Reputation: 71
I want to write a regex in R to remove all words of a string containing numbers.
For example:
first_text = "a2c if3 clean 001mn10 string asw21"
second_text = "clean string
Upvotes: 3
Views: 3691
Reputation: 740
It is easier to select words with no numbers than to select and delete words with numbers:
> library(stringr)
> str1 <- "a2c if3 clean 001mn10 string asw21"
> paste(unlist(str_extract_all(str1, "(\\b[^\\s\\d]+\\b)")), collapse = " ")
[1] "clean string"
Note:
Upvotes: 4
Reputation: 33488
A bit longer than some of the answers but very tractable is to first convert the string to a vector of words, then check word by word if there are any numbers and use standard R
subsetting.
first_text_vec <- strsplit(first_text, " ")[[1]]
first_text_vec
[1] "a2c" "if3" "clean" "001mn10" "string" "asw21"

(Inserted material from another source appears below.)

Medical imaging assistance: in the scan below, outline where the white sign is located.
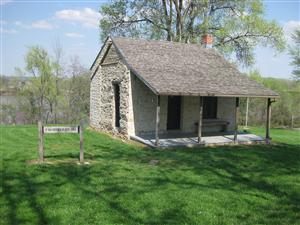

paste(first_text_vec[!grepl("[0-9]", first_text_vec)], collapse = " ")
[1] "clean string"
Upvotes: 2
Reputation: 2454
Just another alternative using gsub
trimws(gsub("[^\\s]*[0-9][^\\s]*", "", first_text, perl=T))
#[1] "clean string"
Upvotes: 3
Reputation: 887128
Try with gsub
trimws(gsub("\\w*[0-9]+\\w*\\s*", "", first_text))
#[1] "clean string"
Upvotes: 10